Dennis sneered. ‘Hardly worth the bloody trouble.’
‘What about all that gear in the back of the van?’ the one with the accent said. ‘Drums and guitars and shit.’
But to my relief Dennis shook his head. ‘Too big. We’d need to take the van as well. And we’d only get pennies for the stuff.’ He leaned in towards us, leering. ‘If you’ve got any sense you’ll get into that van and head back up the road. It’s way past your bedtime. Your mammies’ll be wondering where you are.’ Then he grinned. ‘If you can ever find the keys, that is.’ And he turned and hurled the ignition keys through the darkness, over the wall and into the cemetery. ‘Happy hunting. Or should that be haunting?’ Which brought guffaws of laughter from his mates. ‘And you’ll not be needing this.’ He held up Jeff’s driving licence and tore it into little pieces before casting them into the night.
They jumped into their car and its engine kicked and revved. With a squeal of tyres it kangarooed out of its place of semi-concealment, accelerated past us to squeeze by the van, two wheels gouging deep ruts in the verge, and sped off into the dark.
We stood then without moving or speaking, hearing the sound of the car slowly vanishing into the night, watching its lights track back along the road we had travelled just ten minutes earlier, until both sight and sound of it were lost to us.
Jeff sat down suddenly in the middle of the road and put his fingers to his neck, bringing them away smeared with blood, startling and red. ‘Aw jobbies.’
Maurie said, ‘I’ve got some first-aid stuff in my bag.’ And he ran round the van to get it.
Dave’s voice, laden with sarcasm, injected itself into the gulf of silence he left us with. ‘Thanks, Jobby Jeff!
That’s a really gen bloke. I’m not leaving him here
.
’
Jeff’s head swung slowly round to turn dangerous eyes on Dave. ‘Fuck off,’ was his only comeback. But then, ‘And don’t call me Jobby Jeff!’
‘Fighting among ourselves is not going to do us any good,’ Luke said. ‘We’ve got to figure out what to do.
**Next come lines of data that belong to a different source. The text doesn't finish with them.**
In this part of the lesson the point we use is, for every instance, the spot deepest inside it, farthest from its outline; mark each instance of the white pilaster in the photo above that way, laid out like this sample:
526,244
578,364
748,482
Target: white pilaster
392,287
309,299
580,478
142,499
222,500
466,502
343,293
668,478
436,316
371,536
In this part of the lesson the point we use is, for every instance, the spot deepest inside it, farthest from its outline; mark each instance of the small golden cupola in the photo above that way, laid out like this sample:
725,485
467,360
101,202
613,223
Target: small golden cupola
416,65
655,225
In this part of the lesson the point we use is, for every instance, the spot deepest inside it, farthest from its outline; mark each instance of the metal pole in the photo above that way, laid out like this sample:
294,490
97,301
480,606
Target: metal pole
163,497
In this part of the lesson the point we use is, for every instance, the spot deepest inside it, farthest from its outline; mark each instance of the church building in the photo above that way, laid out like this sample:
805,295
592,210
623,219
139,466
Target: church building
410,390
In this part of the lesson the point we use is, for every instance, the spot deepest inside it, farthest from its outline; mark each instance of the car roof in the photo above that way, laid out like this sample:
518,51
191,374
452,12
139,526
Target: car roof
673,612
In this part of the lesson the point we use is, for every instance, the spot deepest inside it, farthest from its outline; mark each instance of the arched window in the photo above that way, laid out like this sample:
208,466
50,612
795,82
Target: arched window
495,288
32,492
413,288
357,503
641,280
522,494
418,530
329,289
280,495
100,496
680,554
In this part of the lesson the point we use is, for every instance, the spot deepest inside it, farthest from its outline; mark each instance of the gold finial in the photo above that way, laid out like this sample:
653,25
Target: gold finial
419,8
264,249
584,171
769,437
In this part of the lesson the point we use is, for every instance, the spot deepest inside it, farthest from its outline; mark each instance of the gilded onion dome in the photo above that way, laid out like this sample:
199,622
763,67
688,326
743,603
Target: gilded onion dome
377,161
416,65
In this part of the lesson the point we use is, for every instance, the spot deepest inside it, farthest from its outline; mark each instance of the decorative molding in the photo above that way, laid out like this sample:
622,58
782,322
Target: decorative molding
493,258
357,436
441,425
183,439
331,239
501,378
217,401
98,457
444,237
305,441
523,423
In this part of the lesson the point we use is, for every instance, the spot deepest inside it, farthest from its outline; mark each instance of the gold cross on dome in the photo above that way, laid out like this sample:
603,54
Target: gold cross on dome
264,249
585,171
We’re not going to get very far without any money.’
Maurie returned to more silence and knelt beside Jeff to wipe the blood from his wound and slather it with antiseptic cream, before crudely covering it with a sticking plaster. We watched despondently, each of us nursing his own private despair.
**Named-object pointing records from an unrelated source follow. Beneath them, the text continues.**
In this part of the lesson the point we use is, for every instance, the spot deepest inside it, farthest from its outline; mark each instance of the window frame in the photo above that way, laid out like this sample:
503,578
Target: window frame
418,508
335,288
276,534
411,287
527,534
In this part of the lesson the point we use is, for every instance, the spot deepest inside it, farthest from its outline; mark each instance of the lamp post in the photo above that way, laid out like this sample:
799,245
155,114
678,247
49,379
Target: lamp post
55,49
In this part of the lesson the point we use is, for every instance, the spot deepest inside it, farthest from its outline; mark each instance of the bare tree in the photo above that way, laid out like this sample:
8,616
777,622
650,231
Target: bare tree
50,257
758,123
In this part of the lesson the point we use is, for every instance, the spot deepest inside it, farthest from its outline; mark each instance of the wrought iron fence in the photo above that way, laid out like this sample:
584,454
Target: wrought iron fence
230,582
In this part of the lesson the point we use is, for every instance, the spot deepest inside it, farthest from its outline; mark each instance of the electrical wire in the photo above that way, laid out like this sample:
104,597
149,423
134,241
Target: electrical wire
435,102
Until Dave said quietly, ‘They didn’t get
all
the money.’
Every head turned towards him, and he opened his jacket to start pulling his shirt out of his trousers, revealing a canvas money belt strapped around his waist.
‘Got it as a Christmas pressie a few years ago and never used it. Till noo. Thought it might be a good way of carrying my cash.’ He unzipped one of its many compartments and pulled out a wad of notes. He held them up. ‘Twenty quid. Should get us somewhere.’
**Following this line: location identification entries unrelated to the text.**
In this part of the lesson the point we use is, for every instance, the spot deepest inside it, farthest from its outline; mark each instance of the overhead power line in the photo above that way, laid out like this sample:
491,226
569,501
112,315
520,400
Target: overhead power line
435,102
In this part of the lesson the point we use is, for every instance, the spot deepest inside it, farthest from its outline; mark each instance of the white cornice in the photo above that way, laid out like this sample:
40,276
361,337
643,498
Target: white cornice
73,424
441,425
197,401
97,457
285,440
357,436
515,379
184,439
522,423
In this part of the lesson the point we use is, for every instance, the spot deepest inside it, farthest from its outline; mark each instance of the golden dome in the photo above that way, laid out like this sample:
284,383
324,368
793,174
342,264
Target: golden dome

And suddenly our predicament didn’t seem quite so bleak.
‘More than enough to get us back home,’ Maurie said, provoking a chorus of unanimous dissent.
Luke said, ‘No fucking way am I going back.’ His determination to see this thing through was resolute.
It took me a moment to realize why I was so shocked, before I understood. It was the first time I had ever heard Luke swearing.
‘So what
are
we going to do?’ Maurie’s voice was almost plaintive.
I said, ‘Well, the first thing we need to do is find those keys.’
‘How are we going to do that in the dark?’ Jeff winced as he placed his hand over the gash on his head.
‘I haven’t the faintest idea,’ I said. ‘But I’m sure you’ll figure it out.’